For a tutorial on how to implement your own Quercus module, see the Quercus Module tutorial.

Using Plain Old Java Objects (POJO) in PHP Scripts

You do not need to create a Quercus Module in order to use your Java code in a PHP script. Quercus provides the java() function to call constructors of Java objects and java_class() to obtain the Java class without calling the constructor. At the moment, you will need to edit your web.xml so that Quercus will find your custom Java classes.

$webApp_home/WEB-INF/web.xml
<web-app xmlns="http://caucho.com/ns/resin">
  <servlet-mapping url-pattern="*.php"
       servlet-class="com.caucho.quercus.servlet.QuercusServlet">
       <init>
         <class name="myPackage.MyClass"/>
       </init>
  </servlet-mapping>
</web-app>
$webApp_home/example.php
<?php

  // Quercus specific construct
  import java.util.Date;

  $date = java("Date", 123456789);
  $list = java("java.util.ArrayList");

  $class = java_class("java.lang.System");

  $in = $class->in;
  $time = $class->currentTimeInMillis();

?>

Quercus does automatic conversion from Java objects to PHP objects. Function overloading is supported (for Java functions only). For more information and a list of Java Annotations that you can use in your code, see Java Interface.

Java Function Arguments/Return Marshaling

Quercus does marshaling to and fro Quercus Values and Java objects. If a Java function requires a String, Quercus will automatically convert the internal Quercus StringValue to a String. If a Java function returns an int, Quercus will create a Quercus LongValue for it.

For other Java Objects like java.util.Data that are returned to PHP, Quercus puts them into wrappers to expose their public methods and members to the PHP script. Java Collection, List, and Map instances have the additional ability to be used within a PHP script like any other PHP array.

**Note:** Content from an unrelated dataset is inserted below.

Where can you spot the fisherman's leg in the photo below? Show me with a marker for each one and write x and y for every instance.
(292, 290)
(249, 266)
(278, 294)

For more information, see Java Interface.

Quercus-specific Functions

Quercus has several Quercus-only PHP functions for debugging and Java interfacing (JNDI, JMS, and JMX). For more information, see Resin PHP Functions.

The list of debugging functions are below:

Debugging Functions

  1. resin_var_dump($a) - dumps the argument to standard out
  2. resin_call_stack() - returns an array containing the PHP function call stack.
  3. resin_debug($a) - logs the argument into Resin's log at the INFO level
  4. resin_thread_dump() - dumps the Java stack to standard out

Differences from PHP 6

Quercus implements PHP 5 but supports most of PHP 6 language features that are available in the PHP 6 preview distribution. Differences from PHP 6 are:

  1. Unicode support cannot be turned off.
  2. For performance considerations, Unicode string indexing is done by Unicode code units. A Unicode code unit is equivalent to a Java char primitive. In PHP 6, it is done by code points. A code point consists of 1 or 2 code units. Quercus uses code units because determining code point boundaries takes a lot of resources.